Sunday, May 29, 2005

The Search for 100 Million Missing Women

¿Para que sirve hacer tantas regresiones? Para distinguir entre el efecto de la
misoginia y la hepatitis B...

The Search for 100 Million Missing Women
An economics detective story.
By Stephen J. Dubner and Steven D. Levitt
http://www.slate.com/id/2119402/

"(...)In an essay in the New York Review of Books, Amartya Sen claimed that
there were some 100 million "missing women" in Asia. While the ratio of men to
women in the West was nearly even, in countries like China, India, and
Pakistan, there were far more men than women. Sen charged these cultures with
gravely mistreating their young girls—perhaps by starving their daughters at
the expense of their sons or not taking the girls to doctors when they should
have. Although Sen didn't say so, there were other sinister possibilities. Were
the missing women a result of selective abortions? Female infanticide? A forced
export of prostitutes?

Sen had used the measurement tools of economics to uncover a jarring mystery and
to accuse a culprit—misogyny. But now another economist has reached a
startlingly different conclusion.

Emily Oster is an economics graduate student at Harvard who started running
regression analyses when she was 10 (both her parents are economists) and is
particularly interested in studying disease. She first learned of the "missing
women" theory while she was an undergraduate. Then one day last summer, while
doing some poolside reading in Las Vegas—the book was Baruch Blumberg's
Hepatitis B: The Hunt for a Killer Virus—she discovered a strange fact. In a
series of small-scale medical studies in Greece, Greenland, and elsewhere,
researchers had found that a pregnant woman with hepatitis B is far more likely
to have a baby boy than a baby girl. It wasn't clear why—it may be that a
female fetus is more likely to be miscarried when exposed to the virus.

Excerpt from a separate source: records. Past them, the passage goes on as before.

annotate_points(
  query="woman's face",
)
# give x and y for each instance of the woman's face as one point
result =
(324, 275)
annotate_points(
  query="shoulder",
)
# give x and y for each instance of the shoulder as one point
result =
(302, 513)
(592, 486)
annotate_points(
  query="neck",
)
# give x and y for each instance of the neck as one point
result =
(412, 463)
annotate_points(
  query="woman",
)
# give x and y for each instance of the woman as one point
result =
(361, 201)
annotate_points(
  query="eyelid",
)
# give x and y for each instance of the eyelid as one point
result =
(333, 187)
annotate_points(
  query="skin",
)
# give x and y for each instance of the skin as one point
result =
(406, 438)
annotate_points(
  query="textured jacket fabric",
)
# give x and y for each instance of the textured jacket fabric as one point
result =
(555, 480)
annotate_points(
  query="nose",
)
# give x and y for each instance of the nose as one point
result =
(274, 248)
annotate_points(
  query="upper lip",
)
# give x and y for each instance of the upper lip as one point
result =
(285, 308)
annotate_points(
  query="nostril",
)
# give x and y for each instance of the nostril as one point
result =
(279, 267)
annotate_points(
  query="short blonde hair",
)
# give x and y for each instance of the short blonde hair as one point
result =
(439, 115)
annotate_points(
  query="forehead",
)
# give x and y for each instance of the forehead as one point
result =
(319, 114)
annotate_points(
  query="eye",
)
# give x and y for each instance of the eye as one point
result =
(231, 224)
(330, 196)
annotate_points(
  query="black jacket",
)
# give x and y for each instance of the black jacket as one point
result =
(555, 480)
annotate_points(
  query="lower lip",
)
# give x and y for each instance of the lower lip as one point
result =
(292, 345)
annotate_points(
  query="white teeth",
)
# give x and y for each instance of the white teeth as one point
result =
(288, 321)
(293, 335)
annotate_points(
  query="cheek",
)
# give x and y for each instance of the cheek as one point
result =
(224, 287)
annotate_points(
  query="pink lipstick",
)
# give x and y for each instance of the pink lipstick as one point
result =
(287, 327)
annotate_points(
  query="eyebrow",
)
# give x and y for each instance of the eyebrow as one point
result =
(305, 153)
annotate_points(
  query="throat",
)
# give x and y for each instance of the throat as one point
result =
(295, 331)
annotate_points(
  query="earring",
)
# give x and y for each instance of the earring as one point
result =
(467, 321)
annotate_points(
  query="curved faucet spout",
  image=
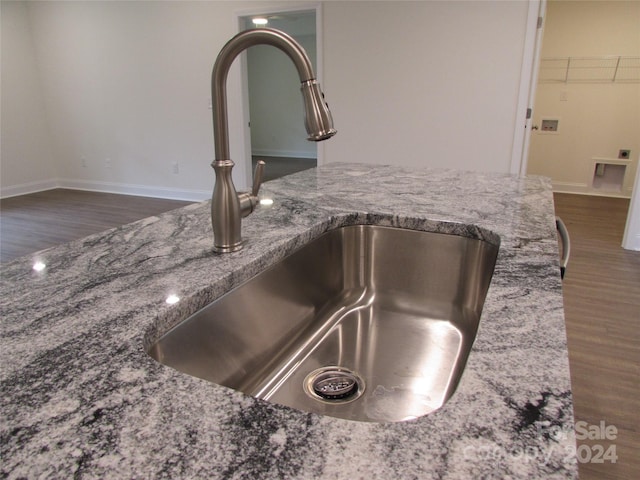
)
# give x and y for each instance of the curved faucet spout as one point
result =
(227, 206)
(318, 119)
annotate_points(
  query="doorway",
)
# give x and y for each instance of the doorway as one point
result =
(271, 88)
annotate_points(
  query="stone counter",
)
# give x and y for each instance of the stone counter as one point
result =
(80, 397)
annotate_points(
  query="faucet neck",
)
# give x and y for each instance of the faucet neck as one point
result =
(227, 55)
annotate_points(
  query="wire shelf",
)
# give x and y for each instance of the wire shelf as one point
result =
(590, 69)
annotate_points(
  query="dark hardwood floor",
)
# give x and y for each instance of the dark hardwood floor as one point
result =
(29, 223)
(602, 311)
(601, 292)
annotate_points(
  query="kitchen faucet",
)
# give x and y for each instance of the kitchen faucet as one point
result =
(228, 207)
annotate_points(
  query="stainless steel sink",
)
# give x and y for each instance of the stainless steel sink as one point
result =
(364, 323)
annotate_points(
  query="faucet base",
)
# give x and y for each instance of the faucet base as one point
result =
(225, 249)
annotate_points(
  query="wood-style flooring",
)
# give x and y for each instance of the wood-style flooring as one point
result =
(602, 312)
(601, 292)
(29, 223)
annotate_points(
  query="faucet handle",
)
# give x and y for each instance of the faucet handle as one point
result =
(258, 176)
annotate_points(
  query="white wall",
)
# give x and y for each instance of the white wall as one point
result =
(26, 162)
(424, 83)
(409, 83)
(596, 120)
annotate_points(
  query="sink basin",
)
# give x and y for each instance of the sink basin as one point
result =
(364, 323)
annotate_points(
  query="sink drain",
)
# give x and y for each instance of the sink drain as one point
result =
(333, 385)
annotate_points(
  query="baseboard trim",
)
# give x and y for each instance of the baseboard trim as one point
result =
(632, 243)
(26, 188)
(138, 190)
(283, 153)
(108, 187)
(584, 189)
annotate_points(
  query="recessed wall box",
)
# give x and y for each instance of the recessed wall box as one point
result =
(549, 125)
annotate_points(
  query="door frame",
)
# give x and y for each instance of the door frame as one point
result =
(239, 15)
(528, 83)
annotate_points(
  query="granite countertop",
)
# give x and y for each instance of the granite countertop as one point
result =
(80, 397)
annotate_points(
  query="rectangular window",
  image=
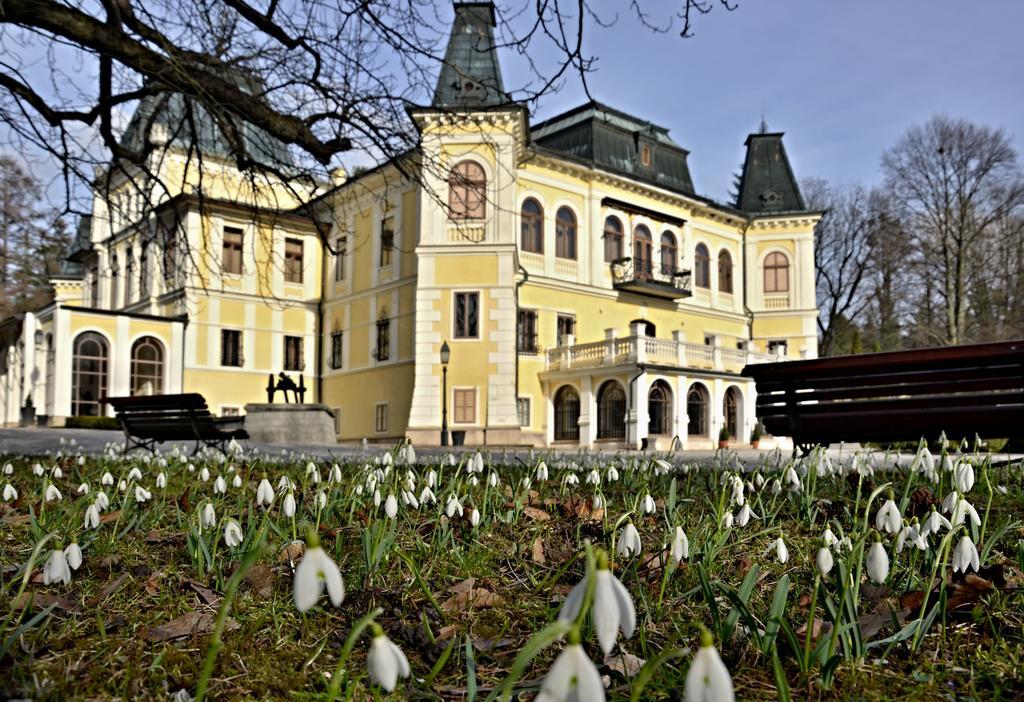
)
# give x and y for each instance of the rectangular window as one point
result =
(522, 405)
(336, 347)
(387, 240)
(230, 348)
(383, 339)
(464, 405)
(231, 262)
(466, 315)
(339, 259)
(293, 353)
(293, 260)
(566, 327)
(526, 332)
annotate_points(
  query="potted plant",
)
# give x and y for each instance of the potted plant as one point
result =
(723, 438)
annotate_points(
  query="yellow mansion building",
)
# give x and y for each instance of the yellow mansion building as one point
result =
(585, 294)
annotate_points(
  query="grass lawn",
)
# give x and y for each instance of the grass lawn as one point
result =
(469, 584)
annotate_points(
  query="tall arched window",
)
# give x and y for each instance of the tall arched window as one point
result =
(730, 410)
(88, 374)
(670, 254)
(701, 266)
(659, 409)
(776, 272)
(565, 233)
(610, 411)
(612, 239)
(641, 251)
(566, 414)
(724, 271)
(531, 228)
(467, 190)
(146, 366)
(696, 410)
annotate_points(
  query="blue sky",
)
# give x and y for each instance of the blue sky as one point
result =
(843, 79)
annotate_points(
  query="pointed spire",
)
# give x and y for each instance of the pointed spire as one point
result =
(471, 76)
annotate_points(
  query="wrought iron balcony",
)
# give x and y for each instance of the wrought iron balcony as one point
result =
(647, 277)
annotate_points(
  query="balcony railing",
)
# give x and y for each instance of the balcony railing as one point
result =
(670, 352)
(647, 277)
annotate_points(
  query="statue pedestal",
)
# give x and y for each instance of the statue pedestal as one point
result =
(290, 424)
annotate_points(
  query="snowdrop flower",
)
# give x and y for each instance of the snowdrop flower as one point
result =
(209, 519)
(385, 661)
(572, 676)
(55, 569)
(964, 477)
(74, 555)
(648, 505)
(264, 493)
(709, 679)
(888, 518)
(91, 517)
(781, 552)
(824, 560)
(745, 513)
(452, 507)
(966, 556)
(680, 545)
(232, 534)
(878, 562)
(315, 571)
(612, 607)
(629, 541)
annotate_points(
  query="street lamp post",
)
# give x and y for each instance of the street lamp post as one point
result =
(445, 354)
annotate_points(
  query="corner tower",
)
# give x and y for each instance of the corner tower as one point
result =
(471, 140)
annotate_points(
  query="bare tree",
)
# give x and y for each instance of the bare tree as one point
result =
(842, 249)
(955, 181)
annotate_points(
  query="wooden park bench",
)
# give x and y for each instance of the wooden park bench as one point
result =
(148, 420)
(895, 396)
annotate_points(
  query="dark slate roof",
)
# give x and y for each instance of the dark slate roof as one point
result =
(767, 184)
(170, 111)
(612, 140)
(471, 76)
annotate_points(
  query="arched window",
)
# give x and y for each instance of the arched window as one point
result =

Oster was suitably intrigued. She set out first to see if she could use data to
confirm Blumberg's thesis. A vaccine for hepatitis B, she learned, had been
available since the late 1970s. She found good data on a U.S. government
vaccination program in Alaska. Before the vaccinations began, Alaskan natives
had a historically high incidence of hepatitis B as well as a high birth ratio
of boys to girls. White Alaskans, meanwhile, had a low incidence of hepatitis B
and gave birth to the standard ratio of boys to girls. But after a universal
vaccination program was carried out in Alaska, the Native Alaskans' boy-girl
ratio fell almost immediately to the normal range, while the white Alaskans'
ratio was unchanged. A vaccination program in Taiwan revealed similar results."